Jul 24, 2020 17:00:00

How can I deal with failures that occur in the 'DNS' used by web services?

The web service has a

domain name such as 'gigazine.net', but communication is realized by converting this domain name into an IP address by DNS. However, if services such as Cloudflare and Amazon Route 53 that manage DNS are down, there will be situations where the web service itself is inaccessible even though it is running. Mark E. Jeftovic , CEO of easyDNS , which provides DNS services, explains how to prevent these DNS failures.

Turns out half the internet has a Single-Point-of-Failure called “Cloudflare”
https://easydns.com/blog/2020/07/20/turns-out-half-the-internet-has-a-single-point-of-failure-called-cloudflare/

Secure 100% DNS Uptime with Proactive Nameservers
https://easydns.com/dns/proactive-nameservers/

Since DNS is widely used by web services, the degree of impact in the event of a failure also increases. On July 17, 2020 Pacific Time, a large-scale failure occurred that 50% of Cloudflare's network went down due to misconfiguration of the router installed in the data center. This issue had the effect of suspending services such as Discord and Feedly.

Cloudflare impacts large-scale failures that bring down 50% of the network, large sites such as Discord and Feedly-GIGAZINE

Jeftovic said easyDNS also uses Cloudflare to prevent DDoS attacks , but was not affected by the Cloudflare failure. It explains that some DNS names of easyDNS do not use Cloudflare.

Jeftovic said that it is 'unavoidable' that a large-scale DNS service like Cloudflare goes down, but it is important to use multiple DNS services to avoid failures. It is explained that there are 'Active/Active' method that always uses multiple DN services and 'Active/Passive' method that switches to the backup DNS service when a failure occurs as the configuration when using multiple DNS services. ..

There are many ways to implement the 'active/active' method, such as setting up a secondary DNS server by zone transfer . easyDNS also offers an active/active configuration with a service for Amazon Route 53 . However, easyDNS is the only service that provides a 'active/passive' configuration that automatically specifies the DNS service to be used during normal times and automatically switches when a failure occurs, Jeftovic said. This service is named ' Proactive Nameservers '.
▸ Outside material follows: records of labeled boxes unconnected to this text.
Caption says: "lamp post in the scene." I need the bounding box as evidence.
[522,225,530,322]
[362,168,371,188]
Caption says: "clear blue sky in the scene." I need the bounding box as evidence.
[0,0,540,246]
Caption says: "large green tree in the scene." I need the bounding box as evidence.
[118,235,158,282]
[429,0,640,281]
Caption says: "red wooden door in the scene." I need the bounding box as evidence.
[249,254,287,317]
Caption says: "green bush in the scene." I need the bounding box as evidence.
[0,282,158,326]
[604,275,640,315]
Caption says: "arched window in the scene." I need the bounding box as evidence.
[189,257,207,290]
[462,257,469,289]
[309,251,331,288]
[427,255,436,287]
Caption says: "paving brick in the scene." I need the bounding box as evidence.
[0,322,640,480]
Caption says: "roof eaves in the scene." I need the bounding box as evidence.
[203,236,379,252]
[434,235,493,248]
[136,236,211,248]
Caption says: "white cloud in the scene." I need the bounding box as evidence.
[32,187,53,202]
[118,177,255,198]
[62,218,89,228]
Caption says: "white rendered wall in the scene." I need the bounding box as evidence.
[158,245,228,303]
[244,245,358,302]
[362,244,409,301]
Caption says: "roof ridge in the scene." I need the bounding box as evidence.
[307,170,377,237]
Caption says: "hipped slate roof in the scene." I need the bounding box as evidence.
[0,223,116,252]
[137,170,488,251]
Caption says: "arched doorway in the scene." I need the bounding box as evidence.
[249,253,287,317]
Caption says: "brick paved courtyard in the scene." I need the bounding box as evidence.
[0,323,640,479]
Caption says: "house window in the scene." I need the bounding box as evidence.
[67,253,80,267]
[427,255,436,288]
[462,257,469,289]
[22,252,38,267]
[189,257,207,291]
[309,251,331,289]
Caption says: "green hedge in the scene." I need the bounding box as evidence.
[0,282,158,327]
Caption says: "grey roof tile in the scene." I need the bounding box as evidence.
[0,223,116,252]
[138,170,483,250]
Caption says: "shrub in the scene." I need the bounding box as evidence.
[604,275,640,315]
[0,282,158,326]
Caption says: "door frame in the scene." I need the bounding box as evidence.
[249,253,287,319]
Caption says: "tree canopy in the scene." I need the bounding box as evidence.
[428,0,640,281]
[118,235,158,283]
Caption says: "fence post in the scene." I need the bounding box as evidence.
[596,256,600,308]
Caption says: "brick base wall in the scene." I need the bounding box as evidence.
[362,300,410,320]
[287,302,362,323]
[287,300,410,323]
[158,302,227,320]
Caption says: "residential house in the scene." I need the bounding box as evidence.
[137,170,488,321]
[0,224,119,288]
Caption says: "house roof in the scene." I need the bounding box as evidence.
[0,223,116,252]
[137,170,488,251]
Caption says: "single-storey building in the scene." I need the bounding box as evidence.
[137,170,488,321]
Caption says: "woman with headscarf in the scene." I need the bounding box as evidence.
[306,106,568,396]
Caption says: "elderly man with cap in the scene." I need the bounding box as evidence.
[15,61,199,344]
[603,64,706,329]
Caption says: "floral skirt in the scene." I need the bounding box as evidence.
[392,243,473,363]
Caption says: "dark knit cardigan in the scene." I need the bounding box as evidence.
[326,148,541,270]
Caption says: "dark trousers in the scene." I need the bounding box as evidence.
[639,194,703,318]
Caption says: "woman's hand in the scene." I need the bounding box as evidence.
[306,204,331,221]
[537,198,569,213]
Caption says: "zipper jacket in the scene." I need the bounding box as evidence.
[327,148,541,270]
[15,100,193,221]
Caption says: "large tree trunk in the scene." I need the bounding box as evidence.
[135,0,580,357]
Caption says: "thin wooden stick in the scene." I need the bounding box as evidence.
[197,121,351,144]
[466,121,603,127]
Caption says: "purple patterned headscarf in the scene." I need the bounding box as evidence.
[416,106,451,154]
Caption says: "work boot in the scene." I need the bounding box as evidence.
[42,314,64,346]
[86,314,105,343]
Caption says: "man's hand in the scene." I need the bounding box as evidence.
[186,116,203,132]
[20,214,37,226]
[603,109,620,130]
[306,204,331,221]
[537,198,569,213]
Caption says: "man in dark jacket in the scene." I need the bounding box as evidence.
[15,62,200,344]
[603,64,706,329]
Proactive Nameservers first prepares a backup nameserver and synchronizes the zone information with the main server. The main name server and the backup name server are alive and monitored , and when the main name server fails, delegation of authority to delegate domain management to the backup name server and zone management to the backup server Moved to. It is said that the mechanism is to restore the authority when the main server is restored.

Jeftovic said, 'We wrote in the book that organizations that provide DNS services dislike ' single points of failure ' almost to say that they are sick, but we may be the only one,' he said. It points out the danger of depending on the service.